WASHINGTON – Maryland lawmakers should expect tough questions about voting themselves a pay raise when they hit the campaign trail next year, political analysts said Thursday.
Each of Maryland’s eight members of the House of Representatives voted Wednesday for a funding bill that lacked language to stop an automatic, annual cost-of-living adjustment.
“It will be an issue for any incumbent who is on the record as having voted for this thing,” said Lee Sigelman, a George Washington University political science professor.
Congress traditionally votes to kill the pay increase when it passes the appropriations bill that funds the Treasury Department and U.S. Postal Service. But the bill sailed through the House on Thursday with little debate and no mention of killing the pay increase.
Incumbents who fail to vote down pay increases often see that used against them by opponents on the campaign trail, analysts said.

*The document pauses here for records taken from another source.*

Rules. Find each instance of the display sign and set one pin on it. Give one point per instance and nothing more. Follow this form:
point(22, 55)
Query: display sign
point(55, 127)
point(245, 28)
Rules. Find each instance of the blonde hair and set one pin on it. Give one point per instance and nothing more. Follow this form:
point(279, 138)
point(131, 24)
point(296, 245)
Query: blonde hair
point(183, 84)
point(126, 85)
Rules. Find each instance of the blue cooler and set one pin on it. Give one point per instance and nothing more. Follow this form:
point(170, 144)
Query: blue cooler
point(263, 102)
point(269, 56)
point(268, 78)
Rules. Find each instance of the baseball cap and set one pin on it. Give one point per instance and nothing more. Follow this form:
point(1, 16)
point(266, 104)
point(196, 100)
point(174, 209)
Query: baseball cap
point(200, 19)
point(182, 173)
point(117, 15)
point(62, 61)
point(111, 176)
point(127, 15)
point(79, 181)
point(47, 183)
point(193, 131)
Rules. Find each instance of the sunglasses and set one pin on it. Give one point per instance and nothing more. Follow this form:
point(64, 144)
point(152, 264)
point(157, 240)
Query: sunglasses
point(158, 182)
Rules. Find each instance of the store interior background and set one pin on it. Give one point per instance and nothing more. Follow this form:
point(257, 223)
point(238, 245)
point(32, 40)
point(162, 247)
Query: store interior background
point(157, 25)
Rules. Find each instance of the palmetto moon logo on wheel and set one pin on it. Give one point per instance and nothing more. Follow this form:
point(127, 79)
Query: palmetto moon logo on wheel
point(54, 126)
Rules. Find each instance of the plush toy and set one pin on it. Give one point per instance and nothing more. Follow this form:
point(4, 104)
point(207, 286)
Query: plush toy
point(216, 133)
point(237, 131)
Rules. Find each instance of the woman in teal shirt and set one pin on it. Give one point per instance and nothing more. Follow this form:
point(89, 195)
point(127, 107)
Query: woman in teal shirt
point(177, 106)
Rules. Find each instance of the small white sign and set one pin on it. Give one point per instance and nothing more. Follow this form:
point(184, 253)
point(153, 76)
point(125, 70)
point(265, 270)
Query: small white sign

“It’s one more burden incumbents will have to bear,” said Allan J. Lichtman, chairman of the history department at American University.
He said since Maryland’s delegation usually doesn’t face tough political contests, they may be more comfortable in supporting pay raises.
“You haven’t had a history of hotly contested races in Maryland after all,” Lichtman said. “Maryland’s congressional delegation changes pretty glacially.”
But Rep. Roscoe Bartlett, R-Frederick, who had the smallest margin of victory among the eight lawmakers in the last election, said Thursday he was misled on the vote and vowed to fight the pay raise.
“Before I voted for this bill, I was personally assured there was no pay raise for Congress in it,” Bartlett said through an aide. The congressman would not identify who had given him the assurances, said Bartlett spokeswoman Lisa Wright.
Wright added that if the raise is approved, Bartlett would donate the additional salary to a local college scholarship fund for students in his Western Maryland congressional district.
Rep. Constance Morella, R-Montgomery, voted for the bill not based on the pay raise but because it will fund other operations, said aide Bill Miller. “It contains critical funding for federal government operations, many of which affect Montgomery County,” he said.
Others were quick to point out that lawmakers didn’t actually vote to raise their salaries.
“There’s nothing in that bill that directly addresses member pay raises,” said Jerry Irvine, a spokesman for Rep. Steny Hoyer, D-Prince George’s.
Republican Reps. Wayne Gilchrest and Robert Ehrlich Jr. and Democratic Reps. Benjamin Cardin, Albert Wynn and Elijah Cummings did not return telephone calls.
Congress has voted to kill the increase for the past three years. When the Senate passed its own version of the Treasury and Postal appropriations bill earlier this summer, it voted to kill the increase by a voice vote.
The House and Senate must now reconcile the differences between the two bills.
If approved, House salaries would increase next year 2.3 percent, from $133,600 to $136,673 a year.